We consider the filtering problem of estimating a hidden random variable X by noisy observations. The noisy observation process is constructed by a randomized Markov bridge (RMB) $(Z_t{)}_{t\in [0,T]}$ of which terminal value is set to $Z_T=X$. That is, at the terminal time T, the noise of the bridge process vanishes and the hidden random variable X is revealed. We derive the explicit filtering formula, governing the dynamics of the conditional probability process, for a general RMB. It turns out that the conditional probability is given by a function of current time t, the current observation $Z_t$, the initial observation $Z_0$, and the a priori distribution ν of X at t = 0. As an example for an RMB, we explicitly construct the skew-normal randomized diffusion bridge and show how it can be utilized to extend well-known commodity pricing models and how one may propose novel stochastic price models for financial instruments linked to greenhouse gas emissions.

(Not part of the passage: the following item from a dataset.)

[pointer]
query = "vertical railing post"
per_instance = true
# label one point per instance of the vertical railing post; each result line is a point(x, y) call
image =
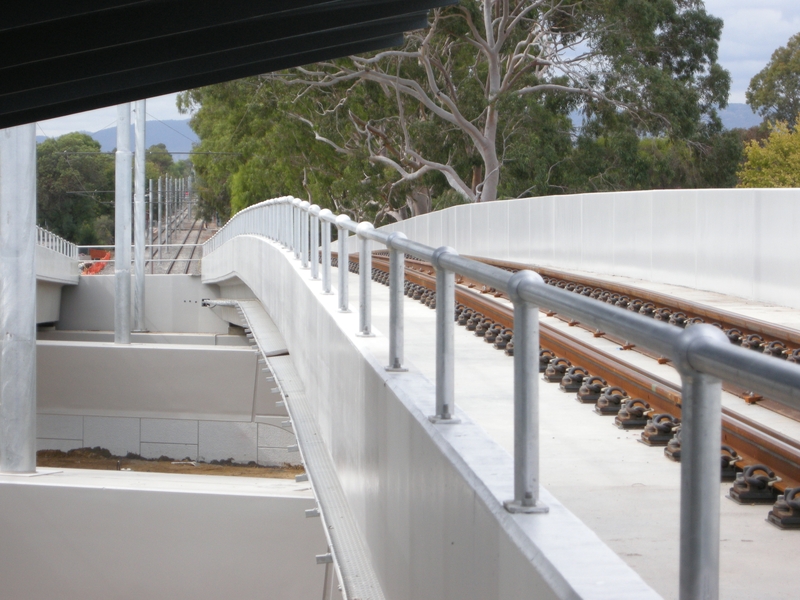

我们考虑通过噪声观察估计隐藏的随机变量X的滤波问题。噪声观测过程由随机马尔可夫桥（RMB）构建$（{ž}_{Ť}{）}_{Ť\in [0，Ť]}$ 终端值设置为 ${ž}_{Ť}=X$。即，在终端时间T处，桥接过程的噪声消失，并且隐藏的随机变量X被揭示。我们推导了用于一般人民币的显式过滤公式，用于控制条件概率过程的动力学。事实证明，条件概率是由当前时间t，当前观测值的函数给出的${ž}_{Ť}$，初步观察 ${ž}_0$，以及X在t  = 0时的先验分布ν。以人民币为例，我们明确构建了偏正态随机扩散桥，并说明了如何利用它来扩展著名的商品定价模型以及为与温室气体排放有关的金融工具提出新颖的随机价格模型。